MYSTERIOUS WAVES generated by the latest high speed ferries have prompted an urgent industry wide study to avert danger to seafarers, bathers or shoreline walkers.
Fears that lives are being put in danger by the wash from new high speed craft (HSC) have prompted the £1.2M study.
The Ship Wash Impact Management (SWIM) investigation is jointly funded by the Department of Trade & Industry and many others involved in the HSC industry. The work hopes to identify the effects of the freak wave wash and find practical solutions for ship operators.
Tragedy occurred when a man fell from a boat in calm conditions and drowned after being hit suddenly by huge 4m high waves generated from the Stena Discovery HSS vessel over a sandbank in the English Channel off Harwich in July 1999.
A Marine Accident Investigation Branch probe concluded that wash generation from such twin hulled craft was 'complex and is not yet fully understood'.
'Fast catamaran ferries are capable of producing abnormally long period waves - much longer than those which occur naturally in the sea. They are not very high - around 0.4m when out to sea in deep water - but with a long period they move very fast and are very energetic, ' said Queen's University Belfast coastal engineering professor Trevor Whittaker, who is involved in SWIM.
In shallow water, such waves can suddenly reach heights of over 4m, posing a serious risk to unsuspecting water and beach users and small vessels.
'Because the waves are small in deep water, people don't see them coming; then they suddenly rear up and break. It is the lack of warning that is the danger, ' said Whittaker.
The 20,000t HSS fleet pioneered by Stena in 1995 travels at a speed of 40 knots, almost twice the speed of conventional ferries. Their revolutionary design results in high energy displacement of water.

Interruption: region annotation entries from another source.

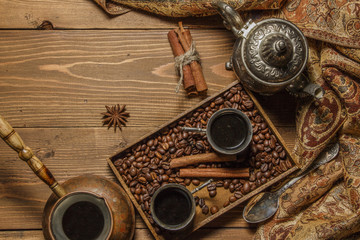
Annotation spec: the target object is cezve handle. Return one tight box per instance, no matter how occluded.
[0,116,66,198]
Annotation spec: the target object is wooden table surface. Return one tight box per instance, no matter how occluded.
[0,0,296,240]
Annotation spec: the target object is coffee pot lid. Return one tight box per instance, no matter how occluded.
[241,18,308,83]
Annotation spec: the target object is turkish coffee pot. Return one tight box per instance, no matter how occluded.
[0,116,135,240]
[215,2,324,98]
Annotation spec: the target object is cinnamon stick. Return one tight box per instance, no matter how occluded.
[170,153,236,168]
[168,30,196,94]
[179,168,250,178]
[175,22,207,93]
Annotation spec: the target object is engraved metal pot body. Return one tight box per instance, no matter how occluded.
[216,2,323,98]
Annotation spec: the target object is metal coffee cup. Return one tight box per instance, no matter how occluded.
[150,183,195,232]
[182,108,253,155]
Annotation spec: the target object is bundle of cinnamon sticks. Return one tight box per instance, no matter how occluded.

The speed of the vessels can mean the waves they generate may occur some time and distance from the ship. Studies by Whittaker for the Maritime & Coastguard Agency into HSS effects at Belfast Lough revealed that waves capable of swamping small boats can arrive 30 minutes after the first wave is generated.
Dr Jonathon Williams, managing director of consultant Marinetech south which is coordinating the SWIM study, said that finding a solution depended on seabed depth and features, coastline topography, vessel characteristics and water depth, which varies with the tide.
'Slowing down vessels is not a solution and can make matters worse, so blanket speed restrictions are not an option, ' he said.
The study team, which includes consultants Kirk McClure Morton and Posford Duvivier, is also examining the environmental effects of abnormal waves on the coast and its defences.
One outcome of the project may be the development of a mathematical model which ship captains could access by computer, giving them a safe speed and approach operating envelope for given conditions.